At the beginning of the month I celebrated the fourth of July with my oldest daughter at a resort in Upstate New York. Everywhere we looked, there were families, groups of friends, and couples playing, partying, and picnicking. Although they were all there to celebrate Independence Day, it was their interdependence that truly struck me.

Every week I meet a handful of people, especially women, who make being dependent or interdependent wrong. Not wanting to be needy, they feel compelled to do it on their own. Not wanting to appear weak, they are driven to do it all. Never allowing themselves to be vulnerable, they suck up any emotion they might be feeling and deny the wants or needs they are actually longing for. When asked "How are you doing?" they automatically say, "I'm fine." They don't delegate or ask for help and take care of everything from the heavy lifting to the most minute details.

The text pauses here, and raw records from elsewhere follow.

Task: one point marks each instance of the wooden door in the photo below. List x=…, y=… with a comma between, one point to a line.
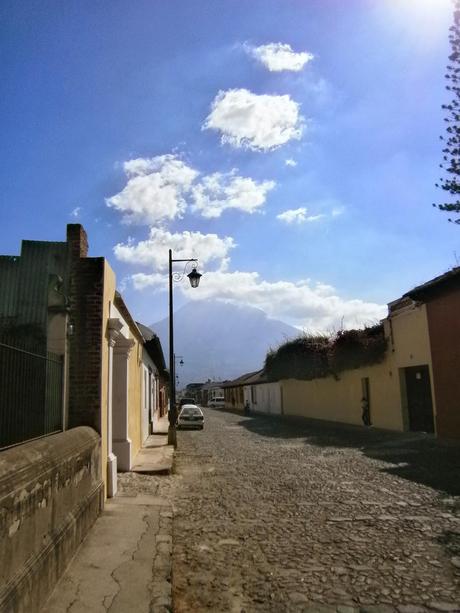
x=419, y=403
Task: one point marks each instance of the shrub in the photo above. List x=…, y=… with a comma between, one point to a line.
x=311, y=357
x=355, y=348
x=305, y=357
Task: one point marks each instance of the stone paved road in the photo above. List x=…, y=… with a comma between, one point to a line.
x=276, y=516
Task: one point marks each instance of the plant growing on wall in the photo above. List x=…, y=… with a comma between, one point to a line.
x=356, y=348
x=305, y=357
x=311, y=357
x=451, y=151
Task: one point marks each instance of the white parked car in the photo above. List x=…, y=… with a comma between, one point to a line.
x=190, y=416
x=217, y=403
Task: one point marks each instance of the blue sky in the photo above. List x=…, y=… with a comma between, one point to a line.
x=292, y=146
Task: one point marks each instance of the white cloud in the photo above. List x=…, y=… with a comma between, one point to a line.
x=161, y=188
x=153, y=252
x=313, y=307
x=155, y=190
x=278, y=56
x=220, y=191
x=260, y=123
x=298, y=216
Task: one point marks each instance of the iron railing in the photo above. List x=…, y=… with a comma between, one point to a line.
x=31, y=394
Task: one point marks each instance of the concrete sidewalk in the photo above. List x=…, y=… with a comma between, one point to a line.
x=155, y=457
x=125, y=563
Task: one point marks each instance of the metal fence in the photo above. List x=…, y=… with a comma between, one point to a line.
x=31, y=398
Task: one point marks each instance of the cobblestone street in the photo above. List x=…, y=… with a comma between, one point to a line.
x=283, y=516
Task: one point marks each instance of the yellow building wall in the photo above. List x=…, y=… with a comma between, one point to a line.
x=135, y=398
x=108, y=297
x=410, y=346
x=340, y=400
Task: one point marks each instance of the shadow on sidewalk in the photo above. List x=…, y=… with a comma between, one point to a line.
x=415, y=456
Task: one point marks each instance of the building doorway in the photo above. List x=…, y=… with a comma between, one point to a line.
x=419, y=402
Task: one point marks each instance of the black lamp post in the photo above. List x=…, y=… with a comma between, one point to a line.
x=194, y=278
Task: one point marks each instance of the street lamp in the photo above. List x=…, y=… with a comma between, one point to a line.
x=194, y=278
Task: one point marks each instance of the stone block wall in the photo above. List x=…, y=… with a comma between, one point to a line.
x=51, y=493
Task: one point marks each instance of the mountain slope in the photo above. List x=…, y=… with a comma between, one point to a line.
x=220, y=341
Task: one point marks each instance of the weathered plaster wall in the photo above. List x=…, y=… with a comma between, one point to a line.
x=51, y=493
x=135, y=398
x=267, y=397
x=444, y=324
x=340, y=399
x=109, y=284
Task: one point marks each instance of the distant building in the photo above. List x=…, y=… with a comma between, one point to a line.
x=416, y=386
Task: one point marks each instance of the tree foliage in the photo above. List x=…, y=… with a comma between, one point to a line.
x=451, y=150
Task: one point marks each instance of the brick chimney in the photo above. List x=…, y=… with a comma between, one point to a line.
x=77, y=241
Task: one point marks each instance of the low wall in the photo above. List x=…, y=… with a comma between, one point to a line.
x=51, y=493
x=340, y=399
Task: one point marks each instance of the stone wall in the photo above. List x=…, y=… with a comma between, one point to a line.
x=51, y=493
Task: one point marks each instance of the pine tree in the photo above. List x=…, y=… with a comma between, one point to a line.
x=451, y=151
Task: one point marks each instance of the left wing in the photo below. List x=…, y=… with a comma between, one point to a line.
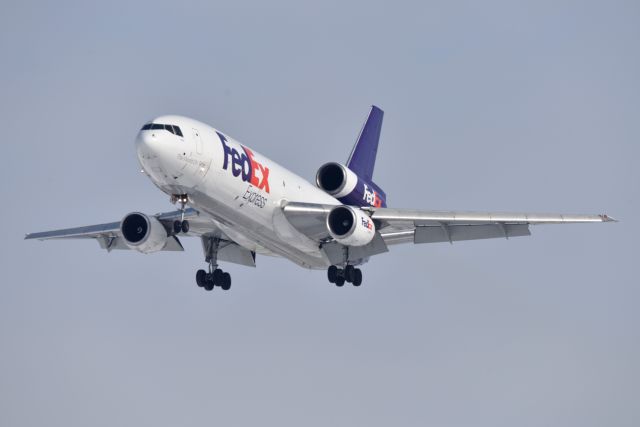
x=109, y=236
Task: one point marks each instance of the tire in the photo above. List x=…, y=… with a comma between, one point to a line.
x=349, y=273
x=357, y=277
x=208, y=281
x=218, y=277
x=201, y=277
x=226, y=282
x=332, y=274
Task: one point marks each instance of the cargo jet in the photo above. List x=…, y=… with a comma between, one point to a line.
x=240, y=204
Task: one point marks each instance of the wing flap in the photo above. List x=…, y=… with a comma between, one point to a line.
x=455, y=233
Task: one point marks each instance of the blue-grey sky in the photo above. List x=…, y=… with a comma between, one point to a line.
x=498, y=105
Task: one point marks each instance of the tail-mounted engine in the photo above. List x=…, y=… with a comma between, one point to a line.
x=143, y=233
x=343, y=184
x=350, y=226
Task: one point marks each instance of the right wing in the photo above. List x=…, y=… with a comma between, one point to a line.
x=395, y=226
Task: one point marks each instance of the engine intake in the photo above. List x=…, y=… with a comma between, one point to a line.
x=143, y=233
x=350, y=226
x=336, y=179
x=342, y=183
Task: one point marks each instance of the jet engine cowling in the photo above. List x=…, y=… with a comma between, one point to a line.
x=350, y=226
x=345, y=185
x=143, y=233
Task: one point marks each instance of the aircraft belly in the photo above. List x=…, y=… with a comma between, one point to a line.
x=254, y=230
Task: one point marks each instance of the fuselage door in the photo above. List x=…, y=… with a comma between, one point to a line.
x=198, y=140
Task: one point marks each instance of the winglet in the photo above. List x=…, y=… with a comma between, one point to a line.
x=363, y=156
x=607, y=218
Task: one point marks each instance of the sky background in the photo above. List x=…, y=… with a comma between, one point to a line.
x=498, y=105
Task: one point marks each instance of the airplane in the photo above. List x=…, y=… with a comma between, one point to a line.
x=242, y=204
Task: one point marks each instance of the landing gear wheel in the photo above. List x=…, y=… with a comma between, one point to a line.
x=201, y=277
x=218, y=276
x=225, y=284
x=332, y=274
x=208, y=282
x=349, y=273
x=357, y=277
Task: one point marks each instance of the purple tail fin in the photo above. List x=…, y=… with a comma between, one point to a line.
x=363, y=156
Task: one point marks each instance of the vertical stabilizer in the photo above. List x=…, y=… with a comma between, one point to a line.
x=363, y=156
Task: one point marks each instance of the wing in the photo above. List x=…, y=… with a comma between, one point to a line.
x=109, y=237
x=413, y=226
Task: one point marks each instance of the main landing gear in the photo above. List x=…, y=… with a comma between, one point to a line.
x=348, y=274
x=215, y=276
x=181, y=225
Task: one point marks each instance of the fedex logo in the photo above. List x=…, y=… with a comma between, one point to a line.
x=366, y=223
x=371, y=197
x=244, y=165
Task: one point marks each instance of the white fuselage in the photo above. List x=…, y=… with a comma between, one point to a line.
x=239, y=189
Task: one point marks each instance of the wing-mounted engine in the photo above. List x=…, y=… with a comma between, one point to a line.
x=143, y=233
x=350, y=226
x=343, y=184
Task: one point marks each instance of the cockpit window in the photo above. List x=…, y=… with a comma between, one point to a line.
x=157, y=126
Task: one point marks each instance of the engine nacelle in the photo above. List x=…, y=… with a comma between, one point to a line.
x=143, y=233
x=350, y=226
x=343, y=184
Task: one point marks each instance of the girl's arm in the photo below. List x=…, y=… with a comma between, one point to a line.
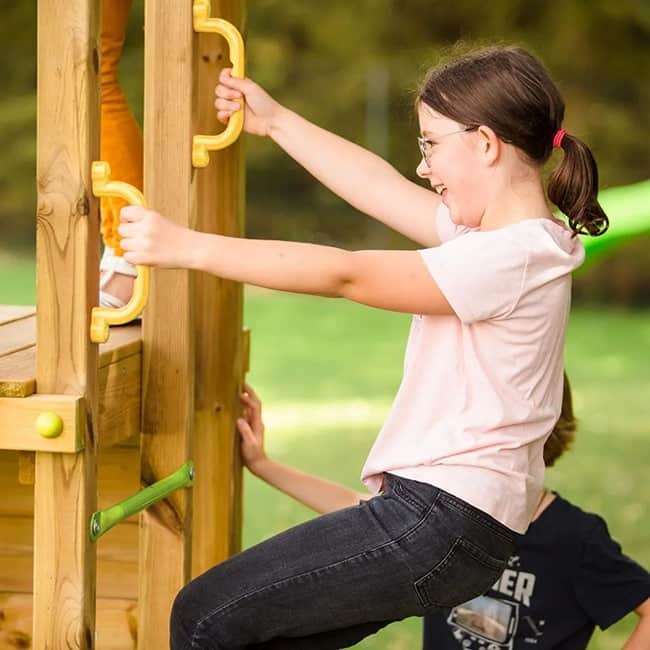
x=366, y=181
x=640, y=637
x=393, y=280
x=315, y=493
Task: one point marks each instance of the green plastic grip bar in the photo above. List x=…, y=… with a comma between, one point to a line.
x=103, y=520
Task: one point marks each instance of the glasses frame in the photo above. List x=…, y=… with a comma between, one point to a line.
x=426, y=146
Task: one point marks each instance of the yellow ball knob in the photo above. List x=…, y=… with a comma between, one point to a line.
x=49, y=425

Although I am all for being confident, self-reliant, and owning how strong, capable, and kick-ass you are, I do know that for most of us, our distaste for or inability to be dependent, weak, needy, or vulnerable comes from a shadow, a disowned part of ourselves or a shadow belief, an unconscious limiting belief. Our shadows and shadow beliefs form when we are young, generally under the age of ten. And with regard to qualities like dependent, weak, needy, or vulnerable, our shadows and shadow beliefs often form as a result of growing up in an environment in which we made a decision that we needed to do everything on our own, that we could not trust others, that no one really cared for us, or only the strong survive. Shadows around not wanting to be needy, dependent, or vulnerable also could have been born out of feeling ashamed or being shamed for being too sensitive, overly-emotional, wanting attention, or needing help. For others, having a parent who they or others negatively viewed as a "doormat" or a "victim" might have consciously or unconsciously caused them to decide that they would never be like that and disown any traits that made them appear that way.

But herein lies the issue...any time your persona is birthed from a shadow or a shadow belief an inherent problem occurs. You lose your ability to choose! Even though you may love the competent, being in control, do-it-all yourself part of your personality, and I am sure that it has served you in many ways, when you disown a quality, you don't have access to it. If you cannot own and embrace your needy, weak, vulnerable self, it becomes virtually impossible to ask for help or even a hug! It impacts all of your relationships and whether you realize it or not, it creates a wall between you and others or blatantly has you keep everyone at arm's length. For many women, it also impacts them owning their femininity and sexuality.

A long-standing "do it all yourselfer," my ego would get stroked when others would comment on how much I could do and how well I could do it. Overdoing, overachieving, and being Miss Independent became my baseline way of being. That was until my divorce. I literally could not take one more person telling me, "Don't worry Kelley. You are so strong. You will be fine on your own!" In that moment, I realized that actually was one of the issues. Believing that I was so fine on my own, and that I had to do everything on my own was what I created in my marriage and how I co-created the disconnection.

Disowning my needs and wants actually kept me from the things I wanted and needed most! It impacted my ability to connect, to be authentic, and to have true intimacy.

Embracing my weak, needy, and vulnerable self has been one of the many gifts of doing shadow work. I no longer have to do it all and by myself. I can ask for help. I can honor my needs and wants, and as I honor them, so do the people who are closest to me. Embracing these weak, needy, vulnerable parts of myself has actually made me stronger since I no longer have to exhaust myself doing it all on my own!

Although I grew up watching the movie Funny Girl, it took me decades to truly own what Fanny Brice (aka Barbra Streisand) means when she sings, "People who need people are the luckiest people in the world." Admitting that I need other people has been and continues to be a blessing in my life. Even this past Independence Day, it was my being interdependent and wanting and needing to be with a very special person that had me reach out to my daughter to spend a long weekend together. And we created moments and memories that will live in our hearts forever!

Transformational Action Steps

(1) Start thinking about your beliefs about or relationship with characteristics like weak, needy, dependent, or vulnerable.

(2) Allow yourself to see how those beliefs impact your life.

(3) Make Your Declaration of Interdependence. Journal about what would be possible if you embraced and had a healthy relationship with these qualities.

(4) Identify something you can do in the outer world to embrace these qualities.

(5) Take the action that will support you in embracing these qualities.